A few mornings ago, Doug, who is chronically chipper and cheerful, rolled over in bed when one of the babies woke up yet again, put the pillow over his head, and moaned. “I’m beginning to crave brains,” he told me.
I’m beginning to crave brains, too. I now understand why zombies eat them: their own brains are so foggy and muddled from never sleeping, they need to supplement with someone else’s.
The grace in all this is that the days are sunny, which helps stabilize my mercurial emotions. (When I asked Doug if it was redundant to say mercurial emotions, he said, “For you, perhaps.” Ha ha. He’s just a laugh a minute.) It also clears my head somewhat (“somewhat” being a relative term here) and makes my two older kids want to play outside.
Also, sunshine helps me retain my sense of humor, which regularly flees in the middle of the night.
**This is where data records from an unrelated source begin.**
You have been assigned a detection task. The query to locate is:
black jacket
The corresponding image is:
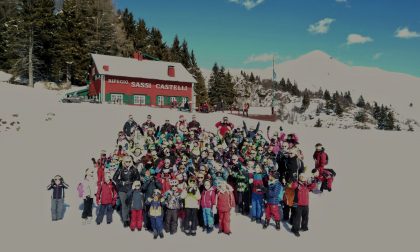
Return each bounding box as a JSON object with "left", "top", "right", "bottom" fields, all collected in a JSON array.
[
  {"left": 113, "top": 166, "right": 140, "bottom": 193},
  {"left": 141, "top": 177, "right": 163, "bottom": 199},
  {"left": 123, "top": 120, "right": 137, "bottom": 137}
]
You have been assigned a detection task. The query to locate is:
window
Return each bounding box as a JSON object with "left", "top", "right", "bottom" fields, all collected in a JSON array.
[
  {"left": 134, "top": 95, "right": 146, "bottom": 105},
  {"left": 111, "top": 94, "right": 123, "bottom": 104},
  {"left": 182, "top": 97, "right": 188, "bottom": 105},
  {"left": 157, "top": 96, "right": 164, "bottom": 106},
  {"left": 170, "top": 97, "right": 177, "bottom": 103}
]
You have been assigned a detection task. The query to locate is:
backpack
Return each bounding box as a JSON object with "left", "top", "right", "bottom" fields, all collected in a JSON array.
[{"left": 77, "top": 182, "right": 84, "bottom": 198}]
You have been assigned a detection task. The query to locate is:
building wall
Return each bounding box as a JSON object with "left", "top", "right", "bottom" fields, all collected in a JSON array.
[{"left": 103, "top": 75, "right": 192, "bottom": 107}]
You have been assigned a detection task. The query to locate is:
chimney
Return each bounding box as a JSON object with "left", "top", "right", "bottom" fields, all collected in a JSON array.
[
  {"left": 168, "top": 65, "right": 175, "bottom": 77},
  {"left": 133, "top": 51, "right": 143, "bottom": 61},
  {"left": 103, "top": 65, "right": 109, "bottom": 72}
]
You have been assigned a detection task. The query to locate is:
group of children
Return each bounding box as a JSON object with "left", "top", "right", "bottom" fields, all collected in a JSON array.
[{"left": 48, "top": 113, "right": 336, "bottom": 239}]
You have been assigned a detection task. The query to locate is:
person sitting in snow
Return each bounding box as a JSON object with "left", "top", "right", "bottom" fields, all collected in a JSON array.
[{"left": 47, "top": 175, "right": 69, "bottom": 221}]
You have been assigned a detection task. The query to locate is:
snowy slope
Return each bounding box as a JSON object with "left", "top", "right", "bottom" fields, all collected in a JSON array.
[
  {"left": 203, "top": 51, "right": 420, "bottom": 121},
  {"left": 1, "top": 83, "right": 419, "bottom": 251}
]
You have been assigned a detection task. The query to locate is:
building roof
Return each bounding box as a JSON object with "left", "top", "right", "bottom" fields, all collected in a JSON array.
[{"left": 91, "top": 54, "right": 197, "bottom": 83}]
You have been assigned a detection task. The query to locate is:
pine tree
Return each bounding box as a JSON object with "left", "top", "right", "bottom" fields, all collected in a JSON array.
[
  {"left": 190, "top": 50, "right": 207, "bottom": 106},
  {"left": 384, "top": 111, "right": 395, "bottom": 130},
  {"left": 357, "top": 95, "right": 366, "bottom": 108},
  {"left": 121, "top": 8, "right": 136, "bottom": 39},
  {"left": 324, "top": 90, "right": 331, "bottom": 101},
  {"left": 249, "top": 72, "right": 255, "bottom": 83},
  {"left": 314, "top": 118, "right": 322, "bottom": 127},
  {"left": 149, "top": 27, "right": 169, "bottom": 60},
  {"left": 301, "top": 91, "right": 310, "bottom": 113},
  {"left": 355, "top": 110, "right": 368, "bottom": 123},
  {"left": 170, "top": 35, "right": 181, "bottom": 62},
  {"left": 279, "top": 78, "right": 286, "bottom": 91},
  {"left": 133, "top": 19, "right": 149, "bottom": 53},
  {"left": 316, "top": 87, "right": 323, "bottom": 99},
  {"left": 180, "top": 40, "right": 191, "bottom": 69},
  {"left": 335, "top": 101, "right": 343, "bottom": 116}
]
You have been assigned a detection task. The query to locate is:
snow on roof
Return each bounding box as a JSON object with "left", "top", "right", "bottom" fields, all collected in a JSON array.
[{"left": 91, "top": 54, "right": 197, "bottom": 83}]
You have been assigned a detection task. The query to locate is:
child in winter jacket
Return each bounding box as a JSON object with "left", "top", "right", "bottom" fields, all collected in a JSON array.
[
  {"left": 81, "top": 168, "right": 96, "bottom": 225},
  {"left": 126, "top": 180, "right": 145, "bottom": 231},
  {"left": 95, "top": 174, "right": 117, "bottom": 225},
  {"left": 290, "top": 174, "right": 317, "bottom": 237},
  {"left": 181, "top": 177, "right": 201, "bottom": 236},
  {"left": 249, "top": 164, "right": 267, "bottom": 223},
  {"left": 216, "top": 181, "right": 235, "bottom": 235},
  {"left": 200, "top": 180, "right": 216, "bottom": 233},
  {"left": 146, "top": 189, "right": 165, "bottom": 239},
  {"left": 263, "top": 172, "right": 283, "bottom": 230},
  {"left": 163, "top": 179, "right": 182, "bottom": 235},
  {"left": 47, "top": 175, "right": 69, "bottom": 221}
]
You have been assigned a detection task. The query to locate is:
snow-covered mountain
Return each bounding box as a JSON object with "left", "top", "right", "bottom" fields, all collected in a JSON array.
[{"left": 203, "top": 50, "right": 420, "bottom": 121}]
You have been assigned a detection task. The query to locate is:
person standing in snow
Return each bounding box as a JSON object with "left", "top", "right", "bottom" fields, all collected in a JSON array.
[
  {"left": 81, "top": 168, "right": 96, "bottom": 225},
  {"left": 113, "top": 155, "right": 140, "bottom": 227},
  {"left": 216, "top": 181, "right": 235, "bottom": 235},
  {"left": 47, "top": 175, "right": 69, "bottom": 221},
  {"left": 95, "top": 174, "right": 117, "bottom": 225},
  {"left": 215, "top": 116, "right": 234, "bottom": 139},
  {"left": 123, "top": 115, "right": 137, "bottom": 139},
  {"left": 263, "top": 172, "right": 283, "bottom": 230}
]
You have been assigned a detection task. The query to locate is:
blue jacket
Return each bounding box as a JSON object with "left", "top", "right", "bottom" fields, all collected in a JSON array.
[{"left": 266, "top": 180, "right": 283, "bottom": 205}]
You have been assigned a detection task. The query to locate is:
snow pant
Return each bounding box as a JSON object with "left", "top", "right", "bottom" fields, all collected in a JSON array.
[
  {"left": 237, "top": 191, "right": 250, "bottom": 215},
  {"left": 178, "top": 209, "right": 185, "bottom": 231},
  {"left": 82, "top": 197, "right": 93, "bottom": 219},
  {"left": 184, "top": 208, "right": 198, "bottom": 232},
  {"left": 218, "top": 210, "right": 231, "bottom": 233},
  {"left": 164, "top": 209, "right": 178, "bottom": 233},
  {"left": 265, "top": 204, "right": 281, "bottom": 222},
  {"left": 118, "top": 192, "right": 129, "bottom": 222},
  {"left": 251, "top": 193, "right": 264, "bottom": 219},
  {"left": 292, "top": 206, "right": 309, "bottom": 232},
  {"left": 51, "top": 198, "right": 64, "bottom": 221},
  {"left": 320, "top": 176, "right": 334, "bottom": 191},
  {"left": 96, "top": 204, "right": 113, "bottom": 224},
  {"left": 202, "top": 208, "right": 214, "bottom": 228},
  {"left": 283, "top": 204, "right": 295, "bottom": 221},
  {"left": 130, "top": 209, "right": 143, "bottom": 230},
  {"left": 150, "top": 216, "right": 163, "bottom": 234}
]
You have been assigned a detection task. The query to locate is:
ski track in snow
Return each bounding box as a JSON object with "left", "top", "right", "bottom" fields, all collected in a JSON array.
[{"left": 0, "top": 83, "right": 419, "bottom": 251}]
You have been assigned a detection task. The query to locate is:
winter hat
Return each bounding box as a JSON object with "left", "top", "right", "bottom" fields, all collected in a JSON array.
[
  {"left": 153, "top": 189, "right": 161, "bottom": 196},
  {"left": 132, "top": 180, "right": 141, "bottom": 189}
]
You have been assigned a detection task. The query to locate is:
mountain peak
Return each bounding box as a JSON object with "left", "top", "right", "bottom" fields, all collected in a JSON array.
[{"left": 299, "top": 50, "right": 334, "bottom": 61}]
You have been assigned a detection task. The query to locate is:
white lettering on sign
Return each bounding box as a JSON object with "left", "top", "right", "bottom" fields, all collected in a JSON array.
[
  {"left": 156, "top": 84, "right": 188, "bottom": 91},
  {"left": 108, "top": 78, "right": 188, "bottom": 91}
]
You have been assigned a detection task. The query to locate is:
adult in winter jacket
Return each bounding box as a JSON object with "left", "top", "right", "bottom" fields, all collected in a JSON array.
[
  {"left": 215, "top": 116, "right": 234, "bottom": 138},
  {"left": 47, "top": 175, "right": 69, "bottom": 221},
  {"left": 290, "top": 174, "right": 317, "bottom": 237},
  {"left": 242, "top": 121, "right": 260, "bottom": 140},
  {"left": 216, "top": 182, "right": 235, "bottom": 235},
  {"left": 113, "top": 156, "right": 140, "bottom": 227},
  {"left": 123, "top": 115, "right": 138, "bottom": 138},
  {"left": 95, "top": 175, "right": 117, "bottom": 225},
  {"left": 187, "top": 114, "right": 201, "bottom": 134},
  {"left": 263, "top": 172, "right": 283, "bottom": 230},
  {"left": 313, "top": 143, "right": 328, "bottom": 174},
  {"left": 142, "top": 114, "right": 156, "bottom": 132},
  {"left": 126, "top": 180, "right": 145, "bottom": 231},
  {"left": 81, "top": 168, "right": 96, "bottom": 224}
]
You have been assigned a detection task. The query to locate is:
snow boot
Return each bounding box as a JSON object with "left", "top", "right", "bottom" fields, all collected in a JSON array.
[
  {"left": 275, "top": 221, "right": 281, "bottom": 230},
  {"left": 262, "top": 220, "right": 269, "bottom": 229},
  {"left": 251, "top": 217, "right": 255, "bottom": 222},
  {"left": 191, "top": 230, "right": 196, "bottom": 236},
  {"left": 159, "top": 232, "right": 164, "bottom": 238},
  {"left": 256, "top": 218, "right": 261, "bottom": 224},
  {"left": 292, "top": 229, "right": 300, "bottom": 237},
  {"left": 202, "top": 225, "right": 207, "bottom": 232},
  {"left": 123, "top": 221, "right": 130, "bottom": 228},
  {"left": 153, "top": 232, "right": 158, "bottom": 239},
  {"left": 300, "top": 227, "right": 308, "bottom": 232},
  {"left": 207, "top": 226, "right": 214, "bottom": 234},
  {"left": 82, "top": 218, "right": 87, "bottom": 225}
]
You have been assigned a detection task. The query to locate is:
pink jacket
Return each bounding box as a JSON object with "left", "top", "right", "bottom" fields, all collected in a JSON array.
[{"left": 200, "top": 187, "right": 216, "bottom": 208}]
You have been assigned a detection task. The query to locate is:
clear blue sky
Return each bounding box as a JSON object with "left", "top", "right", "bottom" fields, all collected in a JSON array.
[{"left": 114, "top": 0, "right": 420, "bottom": 77}]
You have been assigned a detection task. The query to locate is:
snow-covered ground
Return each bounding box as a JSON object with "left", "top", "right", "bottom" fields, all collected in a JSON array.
[{"left": 1, "top": 83, "right": 419, "bottom": 251}]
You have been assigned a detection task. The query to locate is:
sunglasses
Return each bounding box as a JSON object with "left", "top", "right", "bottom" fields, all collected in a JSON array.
[{"left": 54, "top": 179, "right": 61, "bottom": 181}]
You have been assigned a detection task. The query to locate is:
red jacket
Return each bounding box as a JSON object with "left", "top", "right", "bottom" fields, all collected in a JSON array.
[
  {"left": 96, "top": 163, "right": 105, "bottom": 186},
  {"left": 216, "top": 190, "right": 235, "bottom": 212},
  {"left": 200, "top": 188, "right": 216, "bottom": 208},
  {"left": 157, "top": 173, "right": 174, "bottom": 194},
  {"left": 96, "top": 181, "right": 117, "bottom": 206},
  {"left": 313, "top": 150, "right": 328, "bottom": 173},
  {"left": 290, "top": 181, "right": 317, "bottom": 206},
  {"left": 215, "top": 121, "right": 234, "bottom": 137}
]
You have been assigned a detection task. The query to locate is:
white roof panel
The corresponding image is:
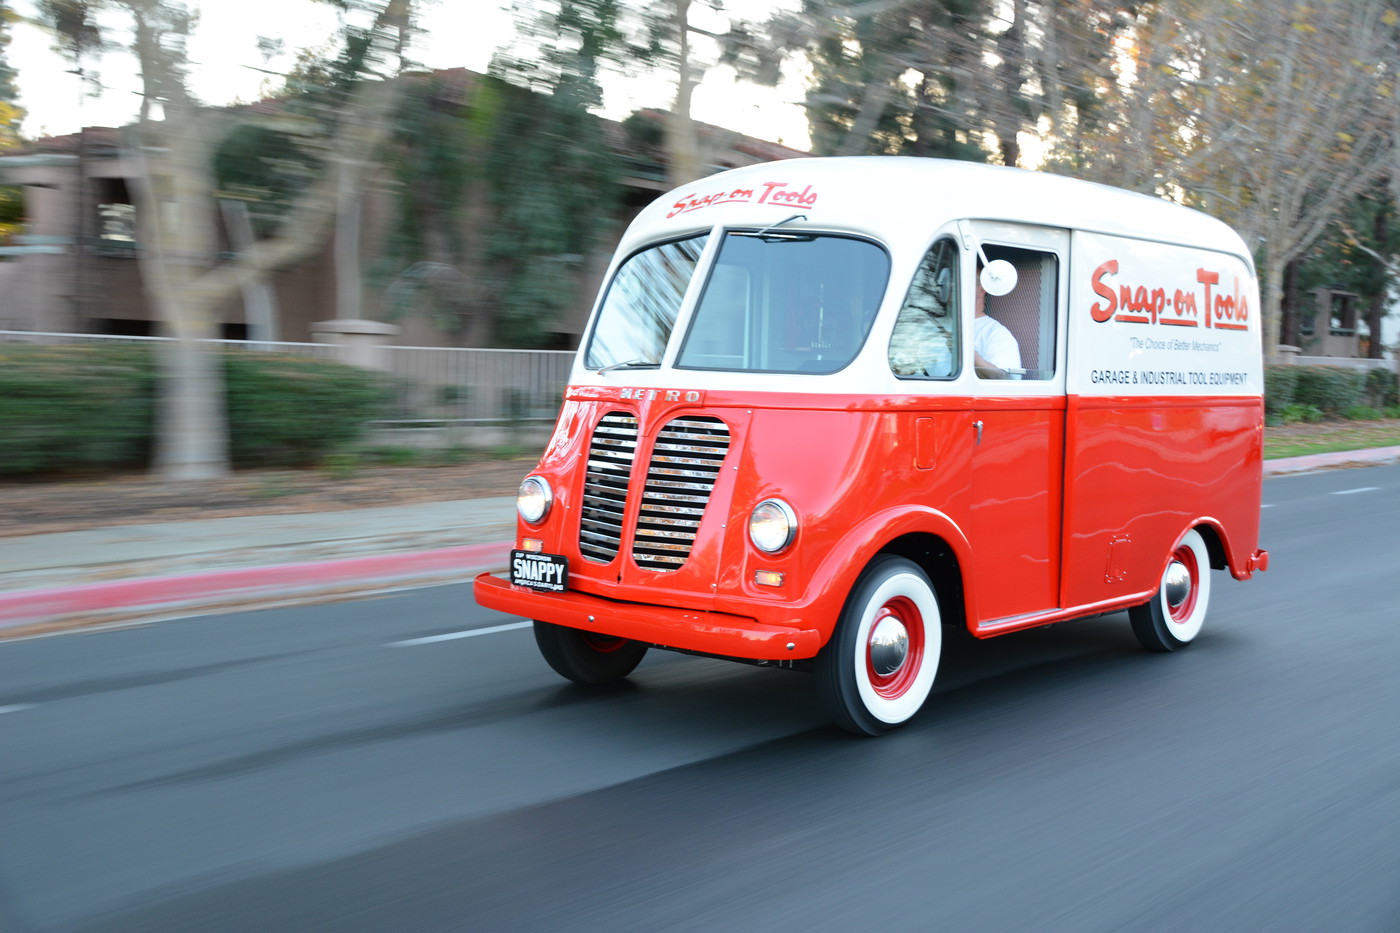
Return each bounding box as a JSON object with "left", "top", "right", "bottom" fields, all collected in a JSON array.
[{"left": 622, "top": 157, "right": 1251, "bottom": 267}]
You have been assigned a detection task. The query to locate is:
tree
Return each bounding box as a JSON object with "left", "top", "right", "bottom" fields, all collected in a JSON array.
[
  {"left": 774, "top": 1, "right": 991, "bottom": 160},
  {"left": 497, "top": 0, "right": 783, "bottom": 186},
  {"left": 1, "top": 0, "right": 26, "bottom": 243},
  {"left": 0, "top": 0, "right": 21, "bottom": 146},
  {"left": 640, "top": 0, "right": 784, "bottom": 185},
  {"left": 38, "top": 0, "right": 415, "bottom": 479},
  {"left": 487, "top": 2, "right": 628, "bottom": 346},
  {"left": 1297, "top": 183, "right": 1400, "bottom": 357},
  {"left": 1065, "top": 0, "right": 1397, "bottom": 361},
  {"left": 774, "top": 0, "right": 1134, "bottom": 166}
]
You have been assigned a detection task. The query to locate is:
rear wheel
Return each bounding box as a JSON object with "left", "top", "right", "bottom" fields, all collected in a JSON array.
[
  {"left": 533, "top": 621, "right": 649, "bottom": 684},
  {"left": 1129, "top": 528, "right": 1212, "bottom": 652},
  {"left": 816, "top": 555, "right": 942, "bottom": 736}
]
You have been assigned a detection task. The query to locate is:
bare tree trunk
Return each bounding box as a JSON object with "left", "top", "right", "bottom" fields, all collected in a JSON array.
[
  {"left": 1280, "top": 256, "right": 1301, "bottom": 348},
  {"left": 219, "top": 198, "right": 278, "bottom": 341},
  {"left": 1260, "top": 254, "right": 1285, "bottom": 365},
  {"left": 993, "top": 0, "right": 1025, "bottom": 167},
  {"left": 1367, "top": 205, "right": 1388, "bottom": 359},
  {"left": 336, "top": 163, "right": 363, "bottom": 321},
  {"left": 1364, "top": 293, "right": 1386, "bottom": 359},
  {"left": 131, "top": 116, "right": 232, "bottom": 480},
  {"left": 667, "top": 0, "right": 702, "bottom": 186},
  {"left": 834, "top": 54, "right": 900, "bottom": 157}
]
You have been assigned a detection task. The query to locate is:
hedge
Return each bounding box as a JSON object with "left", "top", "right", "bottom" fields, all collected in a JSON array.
[
  {"left": 1263, "top": 365, "right": 1299, "bottom": 418},
  {"left": 1264, "top": 363, "right": 1400, "bottom": 418},
  {"left": 1364, "top": 367, "right": 1399, "bottom": 409},
  {"left": 224, "top": 351, "right": 391, "bottom": 466},
  {"left": 1291, "top": 365, "right": 1369, "bottom": 415},
  {"left": 0, "top": 344, "right": 389, "bottom": 476},
  {"left": 0, "top": 345, "right": 157, "bottom": 474}
]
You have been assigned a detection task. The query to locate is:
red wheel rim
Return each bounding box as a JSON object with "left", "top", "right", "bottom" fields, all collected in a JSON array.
[
  {"left": 866, "top": 596, "right": 925, "bottom": 699},
  {"left": 1167, "top": 543, "right": 1199, "bottom": 624},
  {"left": 582, "top": 633, "right": 629, "bottom": 653}
]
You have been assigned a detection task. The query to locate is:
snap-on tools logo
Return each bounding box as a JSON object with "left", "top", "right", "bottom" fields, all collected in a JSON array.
[
  {"left": 667, "top": 181, "right": 820, "bottom": 218},
  {"left": 1089, "top": 260, "right": 1250, "bottom": 331}
]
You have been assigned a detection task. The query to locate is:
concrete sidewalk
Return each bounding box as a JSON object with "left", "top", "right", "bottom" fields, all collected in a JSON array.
[
  {"left": 2, "top": 445, "right": 1399, "bottom": 637},
  {"left": 0, "top": 497, "right": 517, "bottom": 636}
]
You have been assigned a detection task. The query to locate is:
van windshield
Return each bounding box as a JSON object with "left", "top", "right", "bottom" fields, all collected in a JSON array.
[
  {"left": 677, "top": 232, "right": 889, "bottom": 373},
  {"left": 584, "top": 234, "right": 709, "bottom": 372}
]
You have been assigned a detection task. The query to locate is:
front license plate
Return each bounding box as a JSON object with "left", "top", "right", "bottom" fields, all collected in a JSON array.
[{"left": 510, "top": 550, "right": 569, "bottom": 592}]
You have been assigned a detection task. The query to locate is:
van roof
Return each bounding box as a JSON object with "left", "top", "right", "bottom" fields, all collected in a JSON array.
[{"left": 629, "top": 156, "right": 1252, "bottom": 266}]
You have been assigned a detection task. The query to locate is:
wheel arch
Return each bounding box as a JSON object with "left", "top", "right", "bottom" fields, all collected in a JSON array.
[
  {"left": 878, "top": 533, "right": 967, "bottom": 632},
  {"left": 1192, "top": 520, "right": 1228, "bottom": 572},
  {"left": 810, "top": 507, "right": 975, "bottom": 640}
]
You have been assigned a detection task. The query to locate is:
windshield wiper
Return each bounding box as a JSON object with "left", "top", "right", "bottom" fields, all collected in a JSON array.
[
  {"left": 596, "top": 359, "right": 661, "bottom": 374},
  {"left": 736, "top": 213, "right": 813, "bottom": 241}
]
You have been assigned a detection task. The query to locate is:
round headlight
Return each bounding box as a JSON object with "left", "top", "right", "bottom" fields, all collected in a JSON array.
[
  {"left": 517, "top": 476, "right": 553, "bottom": 525},
  {"left": 749, "top": 498, "right": 797, "bottom": 554}
]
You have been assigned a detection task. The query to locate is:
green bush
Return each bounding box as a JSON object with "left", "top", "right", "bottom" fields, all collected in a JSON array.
[
  {"left": 0, "top": 344, "right": 389, "bottom": 476},
  {"left": 1343, "top": 404, "right": 1382, "bottom": 421},
  {"left": 1364, "top": 367, "right": 1399, "bottom": 409},
  {"left": 1264, "top": 365, "right": 1300, "bottom": 418},
  {"left": 225, "top": 352, "right": 390, "bottom": 467},
  {"left": 0, "top": 345, "right": 156, "bottom": 475},
  {"left": 1279, "top": 403, "right": 1324, "bottom": 424},
  {"left": 1292, "top": 365, "right": 1368, "bottom": 416}
]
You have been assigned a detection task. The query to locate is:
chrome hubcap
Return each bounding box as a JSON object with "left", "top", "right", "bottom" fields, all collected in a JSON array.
[
  {"left": 869, "top": 615, "right": 909, "bottom": 677},
  {"left": 1164, "top": 560, "right": 1192, "bottom": 612}
]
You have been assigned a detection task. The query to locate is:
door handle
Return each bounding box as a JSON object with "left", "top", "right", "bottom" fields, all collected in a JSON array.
[{"left": 973, "top": 419, "right": 984, "bottom": 445}]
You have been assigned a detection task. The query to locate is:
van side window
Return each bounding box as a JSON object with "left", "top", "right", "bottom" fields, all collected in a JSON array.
[
  {"left": 976, "top": 245, "right": 1059, "bottom": 381},
  {"left": 888, "top": 238, "right": 960, "bottom": 379}
]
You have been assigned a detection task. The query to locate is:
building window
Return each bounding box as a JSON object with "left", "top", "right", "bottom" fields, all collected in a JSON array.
[
  {"left": 96, "top": 178, "right": 136, "bottom": 250},
  {"left": 1328, "top": 292, "right": 1357, "bottom": 337},
  {"left": 99, "top": 202, "right": 136, "bottom": 243}
]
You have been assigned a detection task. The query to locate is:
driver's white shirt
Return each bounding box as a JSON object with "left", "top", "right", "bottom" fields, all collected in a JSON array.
[{"left": 974, "top": 314, "right": 1020, "bottom": 373}]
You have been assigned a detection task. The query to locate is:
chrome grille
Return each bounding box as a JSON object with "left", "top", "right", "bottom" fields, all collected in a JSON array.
[
  {"left": 578, "top": 412, "right": 639, "bottom": 563},
  {"left": 633, "top": 417, "right": 731, "bottom": 571}
]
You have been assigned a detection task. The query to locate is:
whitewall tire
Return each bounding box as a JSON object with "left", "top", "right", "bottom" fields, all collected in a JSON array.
[
  {"left": 817, "top": 555, "right": 942, "bottom": 736},
  {"left": 1129, "top": 528, "right": 1212, "bottom": 652}
]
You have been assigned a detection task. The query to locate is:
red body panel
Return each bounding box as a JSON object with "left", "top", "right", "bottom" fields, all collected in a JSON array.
[
  {"left": 1061, "top": 394, "right": 1264, "bottom": 608},
  {"left": 472, "top": 385, "right": 1266, "bottom": 659},
  {"left": 970, "top": 397, "right": 1066, "bottom": 620}
]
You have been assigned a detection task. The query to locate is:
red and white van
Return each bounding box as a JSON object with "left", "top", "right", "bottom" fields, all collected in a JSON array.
[{"left": 474, "top": 157, "right": 1270, "bottom": 735}]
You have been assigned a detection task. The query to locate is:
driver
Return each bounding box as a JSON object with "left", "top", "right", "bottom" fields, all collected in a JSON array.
[{"left": 973, "top": 266, "right": 1021, "bottom": 379}]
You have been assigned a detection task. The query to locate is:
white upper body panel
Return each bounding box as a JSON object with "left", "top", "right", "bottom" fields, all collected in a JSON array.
[{"left": 572, "top": 157, "right": 1262, "bottom": 399}]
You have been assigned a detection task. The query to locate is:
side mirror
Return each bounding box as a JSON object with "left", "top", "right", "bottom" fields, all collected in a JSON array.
[
  {"left": 932, "top": 267, "right": 952, "bottom": 308},
  {"left": 980, "top": 259, "right": 1018, "bottom": 296}
]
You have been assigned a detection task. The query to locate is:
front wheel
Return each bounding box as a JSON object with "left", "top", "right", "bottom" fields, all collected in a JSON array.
[
  {"left": 816, "top": 555, "right": 942, "bottom": 736},
  {"left": 1129, "top": 528, "right": 1212, "bottom": 652},
  {"left": 533, "top": 621, "right": 649, "bottom": 684}
]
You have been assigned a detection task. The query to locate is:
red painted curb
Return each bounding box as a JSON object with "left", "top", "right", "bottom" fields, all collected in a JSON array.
[{"left": 0, "top": 541, "right": 512, "bottom": 628}]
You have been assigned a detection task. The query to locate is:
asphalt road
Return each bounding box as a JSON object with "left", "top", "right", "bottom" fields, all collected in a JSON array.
[{"left": 2, "top": 465, "right": 1398, "bottom": 933}]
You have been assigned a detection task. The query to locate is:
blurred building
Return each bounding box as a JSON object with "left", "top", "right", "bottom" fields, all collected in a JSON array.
[
  {"left": 0, "top": 69, "right": 808, "bottom": 349},
  {"left": 1295, "top": 286, "right": 1363, "bottom": 359}
]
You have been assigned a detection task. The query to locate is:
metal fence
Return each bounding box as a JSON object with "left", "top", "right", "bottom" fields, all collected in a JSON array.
[
  {"left": 378, "top": 345, "right": 573, "bottom": 424},
  {"left": 1288, "top": 354, "right": 1399, "bottom": 373},
  {"left": 0, "top": 330, "right": 575, "bottom": 425}
]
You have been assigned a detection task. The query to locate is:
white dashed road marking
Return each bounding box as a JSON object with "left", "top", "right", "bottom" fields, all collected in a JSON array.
[{"left": 388, "top": 620, "right": 532, "bottom": 647}]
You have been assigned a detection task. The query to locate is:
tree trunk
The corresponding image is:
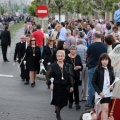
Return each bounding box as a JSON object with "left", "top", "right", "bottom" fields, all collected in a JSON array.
[{"left": 58, "top": 6, "right": 61, "bottom": 21}]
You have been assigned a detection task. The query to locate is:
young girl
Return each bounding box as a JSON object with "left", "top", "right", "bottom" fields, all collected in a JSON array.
[{"left": 92, "top": 53, "right": 115, "bottom": 120}]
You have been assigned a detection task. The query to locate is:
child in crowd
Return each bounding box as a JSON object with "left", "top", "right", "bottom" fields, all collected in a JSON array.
[{"left": 92, "top": 53, "right": 115, "bottom": 120}]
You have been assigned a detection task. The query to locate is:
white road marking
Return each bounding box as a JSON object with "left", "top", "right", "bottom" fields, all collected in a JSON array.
[
  {"left": 0, "top": 74, "right": 13, "bottom": 77},
  {"left": 38, "top": 10, "right": 47, "bottom": 13}
]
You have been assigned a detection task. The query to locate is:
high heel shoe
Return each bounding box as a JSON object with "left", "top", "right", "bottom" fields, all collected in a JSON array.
[
  {"left": 31, "top": 83, "right": 34, "bottom": 87},
  {"left": 33, "top": 81, "right": 36, "bottom": 86}
]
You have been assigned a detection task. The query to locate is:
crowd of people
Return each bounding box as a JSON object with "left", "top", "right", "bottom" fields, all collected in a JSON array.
[
  {"left": 1, "top": 2, "right": 120, "bottom": 120},
  {"left": 14, "top": 15, "right": 119, "bottom": 120}
]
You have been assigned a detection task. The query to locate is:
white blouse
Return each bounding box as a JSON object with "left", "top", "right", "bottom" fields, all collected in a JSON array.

I got mastitis again on Monday night. (For those of you not familiar with mastitis, it’s like having the flu but with the added delight of feeling like your breasts have been run over by a Mack truck. All I can say is, thank God for antibiotics.) At 3:30 that morning when the twins got up for the third (or was it fourth?) time and my breast pump wouldn’t work and every muscle in my body ached and my breasts felt like they were going to break off and I sort of wished they would just so they would stop hurting, I started to cry with frustration and self-pity.
In retrospect, it was sort of funny (emphasis on “sort of”), but at the time I wasn’t laughing.
Then Tuesday dawned, and even though I still felt tired and achy, life was slightly more bearable simply because the sun was out and light streamed through the windows, and I became intensely grateful that I didn’t have these babies in November. Or February.
Now if I could just find someone who’d be willing to share her brain with me, I might be able to maintain that sense of perspective at oh-dark-thirty.